The working capital cycle is the time that elapses between investing in a product or service and receiving payment for that product or service. The starting point of the working capital cycle is usually when the business purchase raw materials or hires people for the service. The ending point of the working capital cycle is when the customer makes the payment, regardless of whether such payment comes pre-paid for the service or purchase, payment takes place at time of purchase or obtaining the service, or the payment comes later owing to sale on credit.

For instance, if a company purchase raw material on day 1, manufactures the product on day 7, and sells it on day 15, receiving payment on day 23, the working capital cycle is 23 days. If the company sells the same product on cash basis, the working capital cycle is 15 days.

A simple working capital cycle illustrates the conversion of cash to raw materials and labor, the raw material and labor to finished products, and the finished products to cash. Failure to move each asset through the cycle continuously leads to a breakdown of the cycle, and with it a liquidity crisis where the company cannot purchase additional raw materials or make payments to sustain its operations. This can lead to a shutdown and even bankruptcy.

Uses

The working capital cycle indicates the time that the company has to block money on the product or service before it gets back the money to manufacture additional products and or reinvest some of the profits from the investment for further growth and research.

A company with short working capital cycle usually has a healthy cash flow, and companies with long working capital cycles usually have cash flow difficulties. A lengthy working capital cycle owing to credit sales mean that the company does not have cash to re-manufacture the product even after selling the manufactured product. To sustain operations, the company then has to deploy additional working capital and manufacture a second batch of items without realizing money for the first batch.

Application

Working capital is actually cash tied up with little or no returns, and as such, companies seek to minimize working capital deployment by shortening the working capital cycle.

Good working capital cycle management seeks to balance incoming and outgoing payments by identifying and synchronizing dates of accounts payable and accounts receivable.
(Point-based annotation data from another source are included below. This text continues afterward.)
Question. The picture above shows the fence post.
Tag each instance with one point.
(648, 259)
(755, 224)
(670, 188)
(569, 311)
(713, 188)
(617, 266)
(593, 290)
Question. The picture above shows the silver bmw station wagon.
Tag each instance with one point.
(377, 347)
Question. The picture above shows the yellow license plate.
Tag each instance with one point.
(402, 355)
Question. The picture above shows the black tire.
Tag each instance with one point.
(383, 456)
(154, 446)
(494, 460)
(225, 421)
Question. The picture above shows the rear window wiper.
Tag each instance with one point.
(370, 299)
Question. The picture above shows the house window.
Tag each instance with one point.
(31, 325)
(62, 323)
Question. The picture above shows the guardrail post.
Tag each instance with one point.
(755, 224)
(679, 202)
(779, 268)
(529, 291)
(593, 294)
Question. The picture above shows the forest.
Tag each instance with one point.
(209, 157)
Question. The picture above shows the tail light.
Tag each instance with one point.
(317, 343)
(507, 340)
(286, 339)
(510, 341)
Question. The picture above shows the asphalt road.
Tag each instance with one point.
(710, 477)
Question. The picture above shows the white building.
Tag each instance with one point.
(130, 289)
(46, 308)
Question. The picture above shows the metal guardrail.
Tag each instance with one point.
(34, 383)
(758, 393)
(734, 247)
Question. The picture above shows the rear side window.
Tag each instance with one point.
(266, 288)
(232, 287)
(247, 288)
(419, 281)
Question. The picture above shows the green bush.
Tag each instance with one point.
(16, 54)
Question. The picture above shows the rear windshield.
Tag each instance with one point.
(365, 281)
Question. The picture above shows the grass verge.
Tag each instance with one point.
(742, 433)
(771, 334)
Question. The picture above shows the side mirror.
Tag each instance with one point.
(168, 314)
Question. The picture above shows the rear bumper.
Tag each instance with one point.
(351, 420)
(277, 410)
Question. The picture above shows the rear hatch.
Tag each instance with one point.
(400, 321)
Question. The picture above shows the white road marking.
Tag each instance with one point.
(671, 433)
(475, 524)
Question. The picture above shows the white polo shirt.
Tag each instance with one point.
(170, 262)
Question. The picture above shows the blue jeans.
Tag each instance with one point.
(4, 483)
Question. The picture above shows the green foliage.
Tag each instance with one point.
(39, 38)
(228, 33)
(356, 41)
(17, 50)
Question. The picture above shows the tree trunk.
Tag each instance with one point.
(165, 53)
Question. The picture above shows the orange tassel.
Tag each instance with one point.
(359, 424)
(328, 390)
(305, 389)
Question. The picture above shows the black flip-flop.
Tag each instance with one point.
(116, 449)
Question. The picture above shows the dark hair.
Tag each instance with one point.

This entails identifying points where the company has to make more accounts payable, but does not have adequate accounts receivables to match such payables, and then trying to push back accounts payable or bring forward accounts receivables.

The ideal scenario for a company is to affect a perfect balance between accounts payable and accounts receivable, so that the company can maintain zero working capital and still operate smoothly. Companies such as Amazon collect payment before starting the manufacturing process, and as such maintain negative working capital levels. Other companies delay making payment to suppliers of raw materials until getting payment from customer for the finished goods. Such companies always remain flush with funds, and have zero working capital cycle. Adoption of just in time methodology allows taking this concept even further.

Distorters

Effective management of the working capital cycle depends not just in striking a balance between collecting payments for sales and making payments for raw materials. A company needs working capital for other operational aspects such as rent, paying various taxes, paying dividends to shareholders, making loan repayments and interest obligation, and may other purposes. Most of these items entail a routine and fixed outgo, independent of the product manufacture and sale cycle. Such accounts payables can put a spoke in the working capital cycle, and effective working capital management needs to take due cognizance of such payments.

A good understanding of working capital cycle is the first step towards achieving operational and financial efficiency for a firm.